The Department of Licensing has two mechanisms by which you may request an administrative hearing to fight the suspension of your license. First, you may send in the form mentioned above by mail. Be sure to obtain proof that you mailed it in a timely manner. Most often, this is either by certified mail or by obtaining a “certificate of mailing” from the post office at the time of mailing. Also, bear in mind that the Department of Licensing will not honor your request for a hearing to fight for your license if you do not also include the $375 fee with the hearing request (except in the case of indigent citizens). The second way that you can request a hearing is to do so online. Washington state DUI defense attorneys differ in their approach on this point as some attorneys believe that it is best to mail the form, whereas others believe that requesting a hearing online is the better procedure. In any event, be sure not to miss the 20 day deadline because if you do, the DOL does not have to grant you a hearing to fight to save your license.
In most cases, within about two weeks after a DUI arrest, the driver will receive a letter from the Department of Licensing stating that the license has been suspended for 90 days or more depending upon circumstances. Some people, upon receipt of this letter, think that it is useless to request a hearing since the Department has already made up its mind. Do not make this mistake. After a DUI arrest where the breath test is over the legal limit or the driver has refused to take the test, the arresting officer is required to send a “sworn report” to the Department of Licensing.
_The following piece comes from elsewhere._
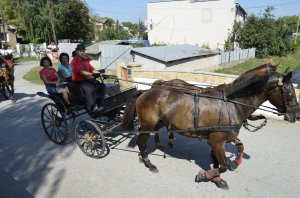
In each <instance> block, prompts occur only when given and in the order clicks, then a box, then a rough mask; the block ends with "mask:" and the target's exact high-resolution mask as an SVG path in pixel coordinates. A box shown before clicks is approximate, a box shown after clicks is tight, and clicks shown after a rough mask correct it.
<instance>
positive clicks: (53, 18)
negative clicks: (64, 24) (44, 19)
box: [47, 0, 57, 46]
The Department automatically issues the order of suspension based on this sworn report. The driver still has the opportunity to request a hearing to fight this order of suspension, provided that the hearing request form is sent within 20 days of the date of arrest (or receipt of the form.) By sending in the form, you are saying to the Department of Licensing: “I will require you to legally prove that there is a basis to suspend my license.” Once the form has been sent to DOL, the burden shifts to the Department of Licensing to set an administrative hearing where the Department of Licensing must legally justify the license suspension. The hearing must be set within 60 days of the date of the arrest. The Department is required to provide legal proof and this generally takes the form of a copy of the police report and a declaration under penalty of perjury by the arresting officer that the report is true.
The burden of proof on the Department of Licensing is lower than the burden of proof in a criminal case. Whereas in a criminal case the burden of proof is “beyond a reasonable doubt,” the Department of Licensing administrative hearing is a civil administrative quasi-judicial action and therefore, the burden of proof on the Department of Licensing is by “a preponderance.” In addition, in most cases the hearing itself is held by telephone, and the arresting officer is not required to participate unless subpoenaed. This doesn’t sound like much of a hearing to the average citizen. Further, (and this is the part that surprises most people), the functions of “prosecutor” and “judge” are performed by the same person—an employee of the Department of Licensing. It is no wonder that it is difficult to prevent license suspension given the way the system is set up. However, there are legal defenses that can be presented including whether there was probable cause to detain or arrest the driver, whether the proper legal advisements were given to the driver, whether the breath test was properly administered, and whether the breath test is accurate in the scientific sense.
If the driver wins the Department of Licensing administrative hearing, the underlying DUI charge must still be defended if the license is to be saved, for a DUI conviction carries a suspension or revocation of license a separate and apart from the administrative consequences discussed above. If the Department of Licensing sustains the order of suspension or revocation, the driver then must decide whether to apply for an Ignition Interlock License, further appeal the Department of Licensing decision, or both. These are tactical and practical decisions that merit further discussion in light of your particular circumstances.
It is commonly said that driving his “a privilege and not a right.” Legally speaking, this is a correct statement of the law. However, it is also true that driving is a necessity for people who need to get to and from work, who have day care concerns, who live in rural areas, or who are not served by public transportation.